What is it good for: Making humans smarter is going to be critical if we want humans overseeing the AI.
Rating:💡💡💡
FinGPT: Large Generative Models for a Small Language
What is it: a new language model for languages with fewer training examples (in this case Finnish)
What’s new: By combining data from a generic set (BLOOM) and a language specific set, they can train the model beyond what scaling laws would predict for the language-specific set
What is it good for: Unlocking the benefits of LLMs for the hundreds of languages that aren’t likely to have huge text corpuses.
Rating:💡💡💡
Saving Human Lives
GraphCast
What is it: AI model from Google for predicting the weather
What’s new: Using deep learning, they find they can improve weather forecasts (for example giving 3 extra days warning for where a hurricane will hit)
What is it good for: predicting the weather
Rating:💡💡💡💡
Making AI Do what we Want
Grounding or Guesswork
What it is: Researchers test whether AI “checks its assumptions” during a conversation, and finds like humans it mostly does not.
What’s new: They introduce a prompting strategy to improve grounding.
What is it good for: Having an AI that can check it’s assumptions with humans seems like a key step to building “do what I mean” AI
Rating:💡💡
OLAF
What is it: Teach a robot by talking to it
What’s new: They use an LLM to relabel a robot’s actions based on verbal correction
What is it good for: Someday, when the robot comes for you and you shot “no, stop!”, maybe it will understand.
Rating:💡💡💡💡
AI Art
Mustango
What is it: Controllable text2music generation
What’s new: more control over things such as which chord sequence the music should use
What is it good for: making music
Rating:💡💡💡
The Chosen One
What is it: a method for generating a consistent character across multiple images
What’s new: they cluster the outputs of the model repeatedly until they converged on a fixed representation
What is it good for: Many AI art applications such as storytelling require the ability to generate multiple images with the same character
Rating: 💡💡
Emu
What is it: a new model from Facebook that allows the creation and editing of both images and videos
What’s new: Actually a pretty simple model, so most of the juice is in the training process
What is it good for: Possibly the best text-to-video/image-to-video model I’ve seen
Rating:💡💡
AI alignment initiatives
Voluntary Responsible AI commitments
What it is: A bunch of venture capital firms signed a letter committing to “make reasonable efforts” to encourage companies they invest in to consider things such as AI Bias and AI Risk
What it means: You know who I don’t want determining what AI can and cannot say even more than big corporations, VCs. I suspect this initiative is probably a dead letter after this weekend, though.
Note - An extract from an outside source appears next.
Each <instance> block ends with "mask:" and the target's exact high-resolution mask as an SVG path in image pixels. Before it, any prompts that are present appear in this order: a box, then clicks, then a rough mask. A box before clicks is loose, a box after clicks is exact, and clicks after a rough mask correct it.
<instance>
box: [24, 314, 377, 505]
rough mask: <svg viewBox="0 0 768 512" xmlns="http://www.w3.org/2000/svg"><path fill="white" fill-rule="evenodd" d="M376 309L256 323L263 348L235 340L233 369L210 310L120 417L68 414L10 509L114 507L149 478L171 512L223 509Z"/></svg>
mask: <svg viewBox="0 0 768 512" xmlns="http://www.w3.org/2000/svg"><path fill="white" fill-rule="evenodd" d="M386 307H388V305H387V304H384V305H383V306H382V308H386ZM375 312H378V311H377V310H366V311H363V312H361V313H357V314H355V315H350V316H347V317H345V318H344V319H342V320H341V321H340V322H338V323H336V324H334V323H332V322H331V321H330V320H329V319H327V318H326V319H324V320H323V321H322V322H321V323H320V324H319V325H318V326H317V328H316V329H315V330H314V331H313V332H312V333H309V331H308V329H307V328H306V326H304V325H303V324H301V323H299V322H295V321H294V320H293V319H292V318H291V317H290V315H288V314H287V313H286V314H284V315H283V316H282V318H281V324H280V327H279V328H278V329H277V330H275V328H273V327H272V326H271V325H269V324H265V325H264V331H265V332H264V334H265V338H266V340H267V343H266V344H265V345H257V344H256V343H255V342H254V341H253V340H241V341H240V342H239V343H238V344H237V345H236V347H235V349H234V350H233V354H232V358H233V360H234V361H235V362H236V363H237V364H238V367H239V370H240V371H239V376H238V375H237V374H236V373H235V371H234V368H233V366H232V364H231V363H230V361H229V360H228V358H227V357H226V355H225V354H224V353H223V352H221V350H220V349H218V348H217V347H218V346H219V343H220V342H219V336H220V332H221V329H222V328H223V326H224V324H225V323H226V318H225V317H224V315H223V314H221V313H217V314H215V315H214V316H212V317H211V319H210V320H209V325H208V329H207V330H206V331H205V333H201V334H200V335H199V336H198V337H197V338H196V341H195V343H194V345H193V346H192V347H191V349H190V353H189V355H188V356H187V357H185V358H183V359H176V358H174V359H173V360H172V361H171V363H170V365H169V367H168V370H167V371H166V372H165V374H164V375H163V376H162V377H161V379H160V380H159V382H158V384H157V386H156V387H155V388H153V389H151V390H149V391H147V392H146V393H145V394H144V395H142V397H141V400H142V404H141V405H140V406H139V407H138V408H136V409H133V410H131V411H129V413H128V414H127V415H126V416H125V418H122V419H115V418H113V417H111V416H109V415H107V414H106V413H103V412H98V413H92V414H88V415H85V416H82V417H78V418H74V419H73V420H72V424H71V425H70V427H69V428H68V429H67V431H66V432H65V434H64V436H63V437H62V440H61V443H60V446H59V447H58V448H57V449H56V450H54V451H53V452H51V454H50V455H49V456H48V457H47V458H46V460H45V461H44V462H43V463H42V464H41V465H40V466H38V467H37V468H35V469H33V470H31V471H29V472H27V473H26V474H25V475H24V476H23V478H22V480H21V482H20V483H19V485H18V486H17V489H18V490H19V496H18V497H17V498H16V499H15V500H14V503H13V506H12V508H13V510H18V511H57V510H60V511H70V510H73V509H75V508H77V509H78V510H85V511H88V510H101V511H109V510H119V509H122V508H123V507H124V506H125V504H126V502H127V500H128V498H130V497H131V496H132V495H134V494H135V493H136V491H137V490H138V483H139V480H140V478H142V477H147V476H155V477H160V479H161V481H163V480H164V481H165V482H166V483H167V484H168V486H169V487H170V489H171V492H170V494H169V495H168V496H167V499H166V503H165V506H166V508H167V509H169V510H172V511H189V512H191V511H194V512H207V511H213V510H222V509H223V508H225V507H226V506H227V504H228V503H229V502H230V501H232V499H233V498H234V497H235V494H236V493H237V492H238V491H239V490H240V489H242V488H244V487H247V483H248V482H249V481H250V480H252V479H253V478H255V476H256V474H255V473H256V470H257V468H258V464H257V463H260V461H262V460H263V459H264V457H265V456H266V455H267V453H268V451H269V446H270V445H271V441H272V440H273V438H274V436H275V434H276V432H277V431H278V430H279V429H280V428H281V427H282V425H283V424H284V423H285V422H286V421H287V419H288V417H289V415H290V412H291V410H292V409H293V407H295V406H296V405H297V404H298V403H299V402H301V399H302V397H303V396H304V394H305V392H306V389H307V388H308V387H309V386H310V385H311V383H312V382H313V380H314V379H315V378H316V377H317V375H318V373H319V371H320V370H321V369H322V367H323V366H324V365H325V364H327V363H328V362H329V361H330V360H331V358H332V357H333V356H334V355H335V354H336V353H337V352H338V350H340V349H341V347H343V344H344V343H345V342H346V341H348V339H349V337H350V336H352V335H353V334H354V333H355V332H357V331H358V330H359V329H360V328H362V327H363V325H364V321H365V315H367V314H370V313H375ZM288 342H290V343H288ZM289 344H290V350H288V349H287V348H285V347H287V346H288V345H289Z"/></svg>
EU AI Act held up by Mistral
What it is: In a shocking development the EU may fail to regulate AI (due to national champions in France and Germany opposing regulation).
What it means: Mistral makes clear that the don’t intend to remain in a 2nd class of smaller less-regulated models. Some people are confused by this.
This is not AI Alignment
AI Alignment Compass chart
What is it: Robert Wilbin has a chart of where various groups stand on AI capabilities vs. how hard alignment is (I’ve edited it to add Midwit Alignment’s position)
The thing we are all talking about
My advice to EA’s: stop doing things that look bad because you have some galaxy brain expected utility calculation about how it’s actually good. Things don’t always work out the way you expect.